Ever since the national real estate market started to tank, we've been watching Manhattan. That's partly because we used to live there, partly because we have good friends and family there and partly because New York housing—the high end at least—seemed impervious to the meltdown. That last point would appear to make Manhattan a bellwether of sorts for Marin.
A Bloomberg story today suggests though that even Manhattan is beginning to feel the real-estate crash. Apartment sales are falling, inventory is climbing quickly, and agents are starting to manage the expectations of their clients—especially in the "middle-luxury" category for $3 million to $7 million apartments:
``In 2006 and 2007, they looked at the last 12 months' worth of sales and priced their apartments at 10 percent more,'' [Brown Harris Stevens broker John] Burger said. ``Today they are sitting down with the soon-to-be listing broker and saying `Do you think we can get what they got in '06?'''
[Miller Samuel President Jonathan Miller] estimates the number of deals closed in Manhattan has fallen 6.4 percent and [Gregory J. Heym, chief economist for Terra Holdings LLC] says they have dropped about 4 percent. Neil Binder, co-founder of the Bellmarc Cos., said contracts signed at his firm in January and February were down 20 percent.

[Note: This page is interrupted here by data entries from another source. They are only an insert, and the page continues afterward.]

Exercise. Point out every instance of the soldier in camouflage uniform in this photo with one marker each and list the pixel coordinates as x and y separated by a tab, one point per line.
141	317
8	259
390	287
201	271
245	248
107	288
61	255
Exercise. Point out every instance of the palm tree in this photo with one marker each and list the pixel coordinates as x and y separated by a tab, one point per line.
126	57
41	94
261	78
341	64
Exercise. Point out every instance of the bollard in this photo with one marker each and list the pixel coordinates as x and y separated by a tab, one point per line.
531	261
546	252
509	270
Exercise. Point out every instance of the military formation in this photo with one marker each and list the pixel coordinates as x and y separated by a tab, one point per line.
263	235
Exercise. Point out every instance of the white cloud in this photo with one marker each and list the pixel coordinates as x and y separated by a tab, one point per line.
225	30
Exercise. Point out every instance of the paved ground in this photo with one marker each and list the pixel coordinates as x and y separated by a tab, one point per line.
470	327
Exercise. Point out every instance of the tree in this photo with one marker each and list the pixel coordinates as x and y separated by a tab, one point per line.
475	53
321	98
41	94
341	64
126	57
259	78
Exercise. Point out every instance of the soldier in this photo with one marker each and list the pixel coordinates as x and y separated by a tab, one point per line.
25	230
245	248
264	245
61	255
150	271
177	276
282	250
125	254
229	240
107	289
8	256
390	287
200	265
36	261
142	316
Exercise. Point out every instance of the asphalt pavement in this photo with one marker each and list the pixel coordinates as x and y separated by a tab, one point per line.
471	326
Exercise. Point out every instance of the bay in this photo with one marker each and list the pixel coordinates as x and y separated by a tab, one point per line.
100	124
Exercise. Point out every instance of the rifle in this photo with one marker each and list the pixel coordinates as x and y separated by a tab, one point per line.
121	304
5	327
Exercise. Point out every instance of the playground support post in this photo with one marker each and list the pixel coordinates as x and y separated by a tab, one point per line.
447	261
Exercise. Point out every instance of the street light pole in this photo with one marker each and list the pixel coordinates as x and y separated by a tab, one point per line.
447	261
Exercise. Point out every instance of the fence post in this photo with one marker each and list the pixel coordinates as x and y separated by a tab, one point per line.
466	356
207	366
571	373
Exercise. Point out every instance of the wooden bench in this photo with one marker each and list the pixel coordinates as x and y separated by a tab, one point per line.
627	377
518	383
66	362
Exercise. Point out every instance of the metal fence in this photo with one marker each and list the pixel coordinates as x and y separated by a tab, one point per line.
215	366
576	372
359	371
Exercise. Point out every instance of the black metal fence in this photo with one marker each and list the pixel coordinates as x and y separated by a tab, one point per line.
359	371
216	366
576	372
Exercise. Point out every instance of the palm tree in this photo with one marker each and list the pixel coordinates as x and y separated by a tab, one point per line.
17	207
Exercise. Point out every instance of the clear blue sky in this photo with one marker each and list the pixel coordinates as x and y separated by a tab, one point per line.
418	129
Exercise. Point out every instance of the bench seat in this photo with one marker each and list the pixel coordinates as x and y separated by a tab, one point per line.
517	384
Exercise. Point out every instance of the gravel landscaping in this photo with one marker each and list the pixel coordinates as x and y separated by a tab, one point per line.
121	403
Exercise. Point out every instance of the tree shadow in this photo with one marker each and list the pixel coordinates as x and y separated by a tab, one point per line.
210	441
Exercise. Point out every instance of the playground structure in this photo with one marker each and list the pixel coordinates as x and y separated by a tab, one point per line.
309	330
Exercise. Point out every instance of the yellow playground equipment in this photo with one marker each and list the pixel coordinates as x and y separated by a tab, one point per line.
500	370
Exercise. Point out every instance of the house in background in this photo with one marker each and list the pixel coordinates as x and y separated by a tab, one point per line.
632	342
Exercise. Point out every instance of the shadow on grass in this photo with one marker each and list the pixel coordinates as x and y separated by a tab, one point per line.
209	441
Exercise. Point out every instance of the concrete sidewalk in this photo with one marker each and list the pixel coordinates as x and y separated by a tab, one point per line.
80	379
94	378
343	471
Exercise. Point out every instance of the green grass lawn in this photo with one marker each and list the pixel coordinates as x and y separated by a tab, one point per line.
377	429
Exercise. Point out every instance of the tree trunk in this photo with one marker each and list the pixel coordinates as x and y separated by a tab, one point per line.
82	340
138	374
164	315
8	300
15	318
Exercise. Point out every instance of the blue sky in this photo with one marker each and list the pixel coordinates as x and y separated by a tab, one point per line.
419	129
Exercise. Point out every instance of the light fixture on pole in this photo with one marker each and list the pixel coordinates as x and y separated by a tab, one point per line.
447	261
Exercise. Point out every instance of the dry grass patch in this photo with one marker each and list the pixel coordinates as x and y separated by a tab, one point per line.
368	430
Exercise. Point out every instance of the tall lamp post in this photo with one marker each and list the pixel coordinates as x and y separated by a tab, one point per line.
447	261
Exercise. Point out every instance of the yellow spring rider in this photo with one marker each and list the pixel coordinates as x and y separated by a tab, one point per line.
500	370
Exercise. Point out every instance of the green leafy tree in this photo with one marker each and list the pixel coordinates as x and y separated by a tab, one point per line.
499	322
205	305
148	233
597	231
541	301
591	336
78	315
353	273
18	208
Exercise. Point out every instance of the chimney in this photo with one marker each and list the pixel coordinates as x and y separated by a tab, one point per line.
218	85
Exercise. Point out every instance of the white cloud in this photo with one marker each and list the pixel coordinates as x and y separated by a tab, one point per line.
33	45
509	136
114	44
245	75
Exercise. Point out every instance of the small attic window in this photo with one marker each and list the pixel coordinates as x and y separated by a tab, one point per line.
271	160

Manhattan real estate at the high end, like Marin's, has tripled in value during the past decade.
However, New York's market may well be responding to trouble on Wall Street, with the most financial sector jobs being lost in seven years, Bloomberg reports. By contrast, employment in the Bay Area is brisk, and has yet to flag—especially in Techland. Indeed, our friends at tech companies complain that it's nearly impossible to find talent these days, with the job scene looking a lot like it did back during the late 1990s.
While that didn't end well, we continue to believe that history won't repeat itself in Techland.